La spendita del nome (mutuando una terminologia civilistica) è spesso sufficiente per generare quel clima di condizionamento diffuso che costituisce la cifra caratteristica del 416-bis. Anzi, come i più attenti osservatori hanno evidenziato, le mafie al Nord (soprattutto quelle più forti!) rinunciano a manifestazioni eclatanti, che hanno sovente l’effetto deleterio di attirare l’attenzione delle forze dell’ordine. Preferiscono muoversi sotto traccia, coltivando rapporti viscosi e sfruttando meccanismi di tipo corruttivo-collusivo: così perseguono ingenti profitti, in modo invisibile.

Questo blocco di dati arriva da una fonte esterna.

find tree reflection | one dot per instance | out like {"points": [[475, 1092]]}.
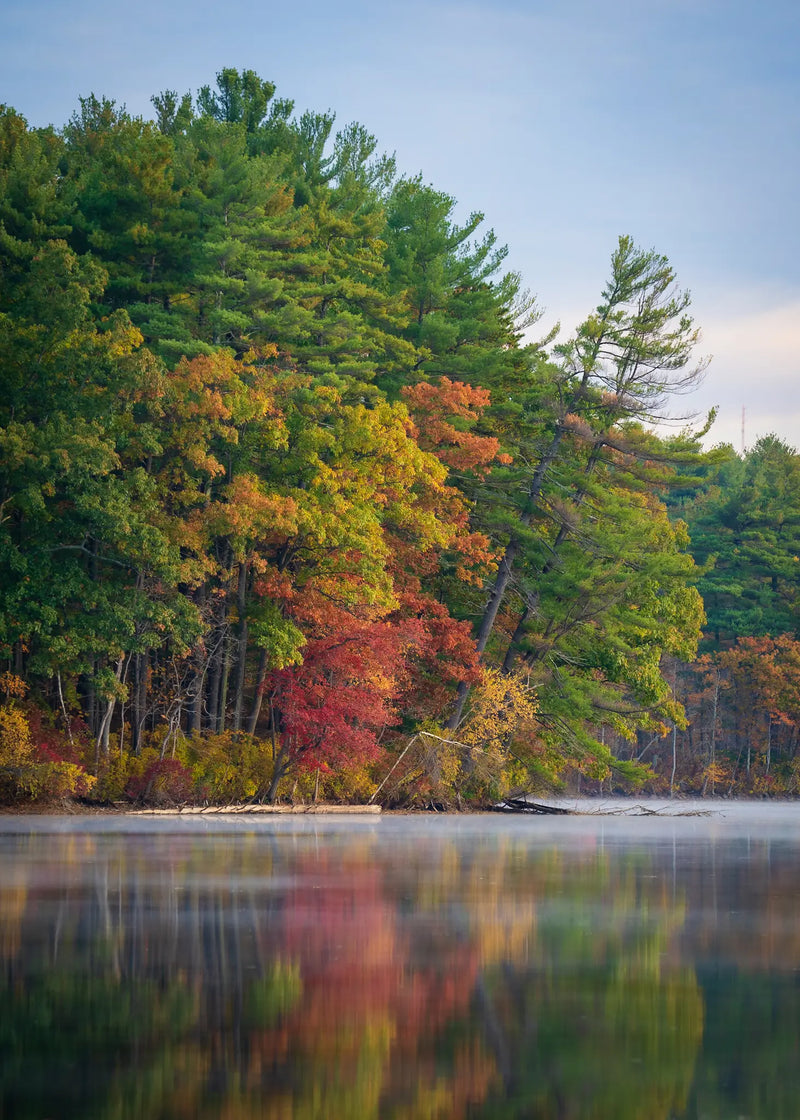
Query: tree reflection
{"points": [[321, 977]]}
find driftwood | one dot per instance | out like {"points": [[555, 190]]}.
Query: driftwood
{"points": [[520, 805]]}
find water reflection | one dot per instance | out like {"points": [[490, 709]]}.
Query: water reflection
{"points": [[489, 969]]}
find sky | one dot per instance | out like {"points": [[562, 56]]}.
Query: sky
{"points": [[565, 122]]}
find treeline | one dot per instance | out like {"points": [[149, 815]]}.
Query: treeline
{"points": [[289, 501], [742, 696]]}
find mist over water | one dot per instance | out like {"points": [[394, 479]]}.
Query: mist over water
{"points": [[478, 966]]}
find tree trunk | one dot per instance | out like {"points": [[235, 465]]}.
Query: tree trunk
{"points": [[242, 646], [256, 710]]}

Ebbene, sulla base di questa impostazione che – si ribadisce – è stata avvalorata dalla Cassazione e posta alla base delle 19 condanne per i “piemontesi”, dovrebbe aversi analogo verdetto anche nei confronti dei “liguri”, sostiene Lari. Si sottolinea, peraltro, che tutti questi soggetti erano in costante collegamento, si frequentavano e si incontravano periodicamente: se i primi 19 sono stati dichiarati “mafiosi”, è francamente difficile ritenere che le persone che partecipavano, con loro, ad incontri e riti di affiliazione non lo siano (saremmo di fronte ad un obiettivo contrasto di giudicati, in senso sostanziale).

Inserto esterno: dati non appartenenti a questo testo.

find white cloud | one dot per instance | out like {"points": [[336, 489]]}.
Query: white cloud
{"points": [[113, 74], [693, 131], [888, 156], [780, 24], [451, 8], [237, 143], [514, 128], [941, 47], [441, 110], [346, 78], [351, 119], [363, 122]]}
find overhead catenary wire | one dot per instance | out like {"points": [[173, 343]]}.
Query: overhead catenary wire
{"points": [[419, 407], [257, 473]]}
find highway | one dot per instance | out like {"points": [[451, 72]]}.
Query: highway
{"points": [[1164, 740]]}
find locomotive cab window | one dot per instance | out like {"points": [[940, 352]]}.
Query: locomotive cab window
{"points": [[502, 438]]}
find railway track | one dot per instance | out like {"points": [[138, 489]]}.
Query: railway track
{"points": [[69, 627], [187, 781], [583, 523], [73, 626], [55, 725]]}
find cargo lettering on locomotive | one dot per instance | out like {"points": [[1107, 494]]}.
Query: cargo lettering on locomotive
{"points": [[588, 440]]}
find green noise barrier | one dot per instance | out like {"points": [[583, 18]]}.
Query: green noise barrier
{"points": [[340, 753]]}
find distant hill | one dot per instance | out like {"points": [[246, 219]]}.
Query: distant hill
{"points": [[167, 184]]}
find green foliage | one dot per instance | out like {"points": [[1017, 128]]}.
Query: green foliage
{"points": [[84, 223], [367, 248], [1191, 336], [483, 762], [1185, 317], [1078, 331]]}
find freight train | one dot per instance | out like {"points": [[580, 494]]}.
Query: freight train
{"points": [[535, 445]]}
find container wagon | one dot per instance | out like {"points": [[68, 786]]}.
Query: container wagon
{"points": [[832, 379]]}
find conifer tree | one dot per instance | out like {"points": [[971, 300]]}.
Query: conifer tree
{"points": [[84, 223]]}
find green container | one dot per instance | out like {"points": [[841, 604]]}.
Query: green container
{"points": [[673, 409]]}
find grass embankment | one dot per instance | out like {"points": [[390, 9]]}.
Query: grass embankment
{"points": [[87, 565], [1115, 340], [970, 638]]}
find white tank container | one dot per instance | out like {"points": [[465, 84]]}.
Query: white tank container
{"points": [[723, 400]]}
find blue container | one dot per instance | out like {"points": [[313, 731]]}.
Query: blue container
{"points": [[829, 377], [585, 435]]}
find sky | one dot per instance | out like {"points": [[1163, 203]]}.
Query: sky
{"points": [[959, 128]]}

Il pm evidenzia, altresì, che nel procedimento sono emerse alcune logiche squisitamente mafiose, che bisogna avere la capacità di individuare: l’aura di rispetto e quasi di “terrore” che avvolge la figura del grande capo Gangemi (il quale è già stato condannato a 19 anni e 6 mesi per 416-bis!), nonché il diffuso senso delle regole, tipicamente mafioso, fatto di codici interni di onore, rispetto, sanzioni per le trascuranze. Il fruttivendolo di S. Fruttuoso veniva sovente interpellato per risolvere conflitti inter-individuali di ogni genere, da un lite per posti auto ad una spinosa vicenda di adulterio.

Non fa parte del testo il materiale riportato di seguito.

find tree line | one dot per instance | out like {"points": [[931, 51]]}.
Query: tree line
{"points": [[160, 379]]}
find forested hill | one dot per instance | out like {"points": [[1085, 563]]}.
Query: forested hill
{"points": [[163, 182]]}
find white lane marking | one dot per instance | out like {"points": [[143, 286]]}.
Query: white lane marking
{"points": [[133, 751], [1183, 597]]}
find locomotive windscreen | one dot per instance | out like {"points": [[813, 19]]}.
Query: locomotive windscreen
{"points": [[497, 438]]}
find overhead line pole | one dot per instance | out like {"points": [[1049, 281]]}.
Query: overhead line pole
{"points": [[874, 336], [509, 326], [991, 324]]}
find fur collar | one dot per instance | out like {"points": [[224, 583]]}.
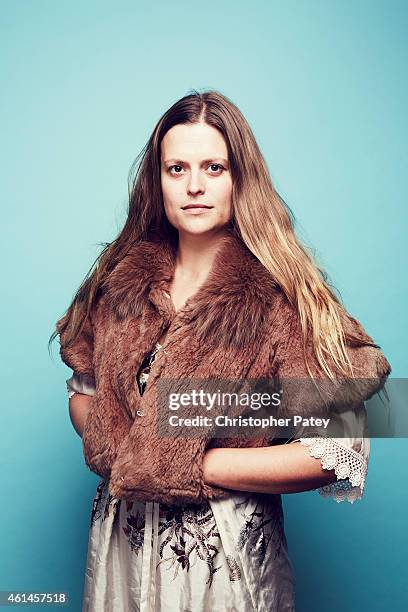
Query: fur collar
{"points": [[230, 308]]}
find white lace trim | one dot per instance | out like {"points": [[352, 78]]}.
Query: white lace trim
{"points": [[349, 466]]}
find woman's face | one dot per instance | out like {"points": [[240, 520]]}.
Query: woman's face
{"points": [[195, 170]]}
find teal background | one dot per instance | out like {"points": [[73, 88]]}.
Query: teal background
{"points": [[323, 86]]}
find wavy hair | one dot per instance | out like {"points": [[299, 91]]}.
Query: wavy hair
{"points": [[260, 217]]}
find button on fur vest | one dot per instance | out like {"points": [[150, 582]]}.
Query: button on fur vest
{"points": [[238, 325]]}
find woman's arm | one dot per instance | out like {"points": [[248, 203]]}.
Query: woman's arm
{"points": [[79, 405], [285, 468]]}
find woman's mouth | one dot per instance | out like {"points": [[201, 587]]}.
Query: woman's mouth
{"points": [[196, 209]]}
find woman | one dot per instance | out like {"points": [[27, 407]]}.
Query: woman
{"points": [[206, 279]]}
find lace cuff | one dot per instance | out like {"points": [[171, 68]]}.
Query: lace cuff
{"points": [[349, 466]]}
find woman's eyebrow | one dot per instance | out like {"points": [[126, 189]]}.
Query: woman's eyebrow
{"points": [[204, 161]]}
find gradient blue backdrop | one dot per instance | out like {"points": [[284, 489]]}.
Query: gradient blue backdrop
{"points": [[323, 85]]}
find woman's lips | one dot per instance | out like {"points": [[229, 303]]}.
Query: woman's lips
{"points": [[196, 210]]}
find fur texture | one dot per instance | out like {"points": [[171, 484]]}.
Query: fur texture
{"points": [[237, 326]]}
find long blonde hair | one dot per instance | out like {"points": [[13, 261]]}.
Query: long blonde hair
{"points": [[260, 217]]}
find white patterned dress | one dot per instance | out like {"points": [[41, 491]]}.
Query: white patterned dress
{"points": [[227, 555]]}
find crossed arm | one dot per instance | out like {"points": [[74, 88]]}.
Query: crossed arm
{"points": [[285, 468]]}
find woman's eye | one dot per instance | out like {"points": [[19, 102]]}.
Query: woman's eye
{"points": [[177, 168], [218, 166]]}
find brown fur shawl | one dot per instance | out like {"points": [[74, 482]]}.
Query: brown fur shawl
{"points": [[238, 325]]}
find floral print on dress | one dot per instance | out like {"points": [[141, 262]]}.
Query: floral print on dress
{"points": [[134, 530], [192, 538], [261, 525]]}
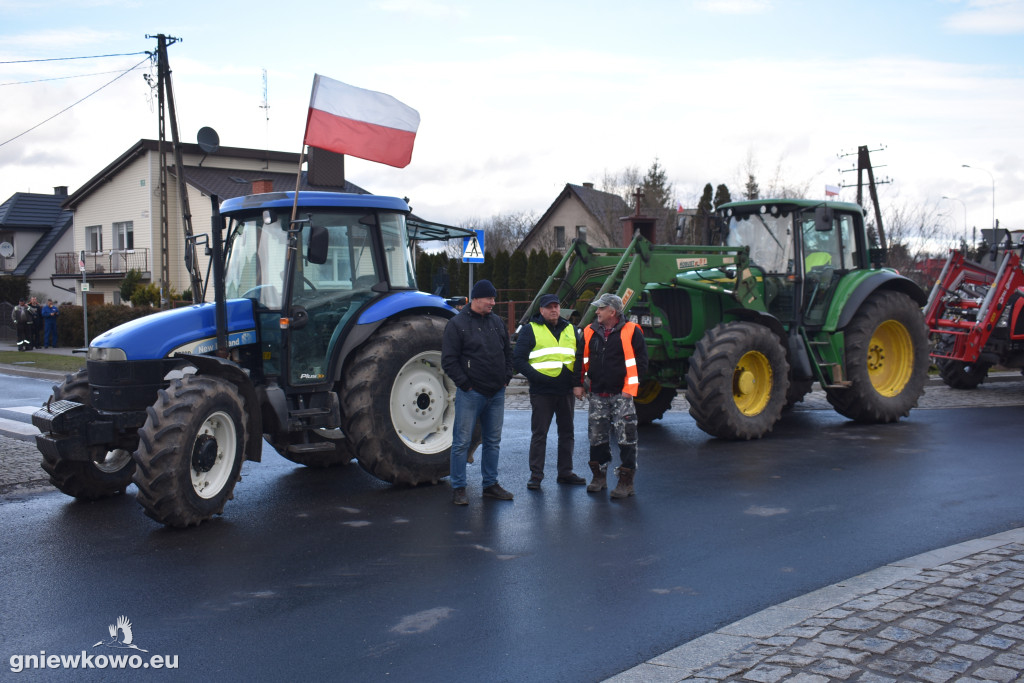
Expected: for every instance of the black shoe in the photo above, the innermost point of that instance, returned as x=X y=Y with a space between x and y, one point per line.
x=496 y=491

Nelle carte dell’inchiesta si rinvengono, ancora, numerosi summit degli affiliati, finalizzati a trovare un accordo in vista delle elezioni regionali del 2010: la partecipazione attiva della ‘ndrangheta alle consultazioni è documentata. Ci sono contatti diretti, per esempio tra Gangemi e Saso (poi effettivamente eletto): quest’ultimo cerca il consenso dei calabresi ponendosi come garante dei loro interessi. Analoghi rapporti vengono intrattenuti con Aldo Praticò, che non sarà eletto solo perché circa 500 voti verranno annullati, tutti per la medesima ragione (circostanza emblematica di un “voto concertato”, a pacchetti). La finalità politico-elettorale, prevista dal comma terzo dell’art. 416-bis, è ampiamente dimostrata pertanto.
E così conclude:
“Ci sono tutti i presupposti per pronunciare una sentenza di condanna, basta applicare in maniera piena e corretta i principi della Suprema Corte: infatti esistono più locali sul territorio ligure, che costituiscono diramazioni della ‘ndrangheta calabrese, in quanto sono in stretto contatto con la casa madre, ne rispettano pienamente le regole ed i rituali e, come tali, dimostrano una notevole capacità di intimidazione in sé. Al riguardo le conversazioni che ho appena citato dimostrano l’esistenza della capacità di intimidazione e per averne la conferma basterebbe chiederla (ma sappiamo che nessuno risponderebbe per omertà e paura) a tutti coloro che andavano a parlare con Mimmo Gangemi presso il negozio di frutta, a coloro che chiedevano denaro a Garcea, ai politici che chiedevano i voti sia a Genova che nel ponente ligure. Tutti queste persone potrebbero, se decidessero di “collaborare” con la giustizia, dichiarare che la “ndrangheta” in Liguria è viva e vegeta ed opera alla grande sul territorio. Chiedo pertanto la totale riforma della sentenza impugnata e la condanna di tutti gli imputati alle pene già richieste in primo grado”.